IL PROBLEMA AIDS CI RIGUARDA?. Il pregiudizio più diffuso è ancora quello secondo cui il problema AIDS non ci riguardi; la realtà è ben diversa e le ragazze di Scora a questo proposito sono molto informate: «A Catania l’anno scorso ci sono stati 59 nuovi casi di infezione da Hiv, un numero mantenutosi costante nel corso degli anni ma che va affiancato alle altre e non meno temibili malattie trasmesse sessualmente, come la sifilide che sta crescendo prepotentemente. Ecco perché la nostra principale attività è sensibilizzare a queste tematiche con la peer education nelle scuole o con altre attività, come la distribuzione di profilattici gratuiti davanti le discoteche, iniziativa condotta dal nostro referente e docente di malattie infettive, Benedetto Celesia». Il quale propone anche un test salivare, molto rapido e sicuro, ma i ragazzi non sempre sono propensi a questi controlli perché relegano la malattia ad orizzonti distanti dalla loro quotidianità. «È necessario comprendere – secondo il prof. Nigro – che l’infezione da Hiv è un’infezione come le altre e che va prevenuta. Per questa però non esistono vaccini e poiché è sessualmente trasmissibile, rappresenta un tabù nella nostra società che la considera un problema di minoranze deviate. Oggi la prevenzione riguarda tanto l’uso del preservativo, quanto quello della terapia o della cosiddetta PrEP (profilassi pre-esposizione) con anti virali e antibiotici che azzerano le possibilità di contagio».

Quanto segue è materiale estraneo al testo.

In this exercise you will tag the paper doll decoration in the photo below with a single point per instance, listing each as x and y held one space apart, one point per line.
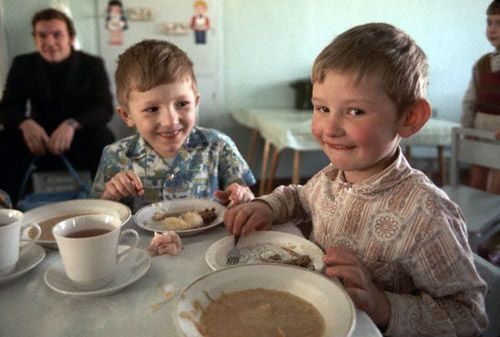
200 23
116 22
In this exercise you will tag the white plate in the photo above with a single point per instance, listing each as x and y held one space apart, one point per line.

PRECONCETTI E DIRITTI VIOLATI. Tra i pregiudizi uno dei più diffusi continua ad essere quello secondo cui il problema dell’AIDS riguardi solo omosessuali e tossicodipendenti. In realtà, sempre secondo i dati del Ministero della Salute, la modalità di trasmissione principale è il rapporto eterosessuale e con un’incidenza maggiore nella fascia di età tra i 25 e i 29 anni. «Osservando i numeri – ci indicano le studentesse – è reale la presenza di un numero consistente di MSM (maschi che fanno sesso con maschi) per il semplice fatto che durante il rapporto si generano più lesioni, ma questo non significa che l’AIDS vada considerata la malattia dell’omosessualità. Questo è un pregiudizio con cui ci confrontiamo quotidianamente, così come l’idea che siano gli stranieri ad essere maggiormente affetti da Hiv, anche questo un preconcetto smentito dai dati. Per quanto riguarda il numero di malati tra i tossicodipendenti, questo è invece diminuito per un generale calo nell’uso di eroina e nella pratica del drug sharing, ma il pericolo di un ritorno non va sottovalutato». Anche a Catania, secondo il prof. Nigro, la maggior parte dei casi di contagio avviene per via sessuale: «Nella provincia etnea non abbiamo numeri catastrofici, quest’anno sono state 63 le nuove infezioni, un numero spiegabile con l’esclusione di una buona parte della società dalla corretta informazione e prevenzione. Questo è il motivo per cui tentiamo di operare nelle aree più svantaggiate con i progetti a San Berillo e nelle carceri, ma anche in Africa perché, data la costante mobilità di persone che caratterizza la nostra epoca, il problema AIDS va considerato in una prospettiva mondiale».

UN PROBLEMA ANCHE SOCIALE. Scarsa è anche la conoscenza sulle modalità di trasmissione che riguardano solo il sangue, lo sperma, il liquido vaginale e il latte materno. Come spiegano le ragazze di Scora «un eccessivo stigma circonda ancora la malattia e impedisce agli affetti da Hiv di parlarne in famiglia o nel luogo di lavoro, nonostante oggi il contagio possa essere azzerato e il virus non attecchisca così facilmente. L’idea che non bisogna bere nello stesso bicchiere di un malato di AIDS o che non bisogna toccarlo sono pregiudizi che la nostra società avrebbe dovuto superare già da un bel po’». Eppure oggi la condizione di chi ha contratto la malattia non è così semplice e in alcuni casi estremi può condurre al licenziamento e all’emarginazione. La radice di tutti i mali resta sempre la scarsa informazione, perché come conclude il prof. Nigro «in Italia si fa solo prevenzione primaria rivolgendosi a tutti e quindi a nessuno, perché ciascuno si sente estraneo al problema. Noi rappresentiamo l’ultimo anello, quello della riduzione del danno e ahimé spesso l’unico, che intende garantire una vita normale alle persone e tutelare i diritti di tutti».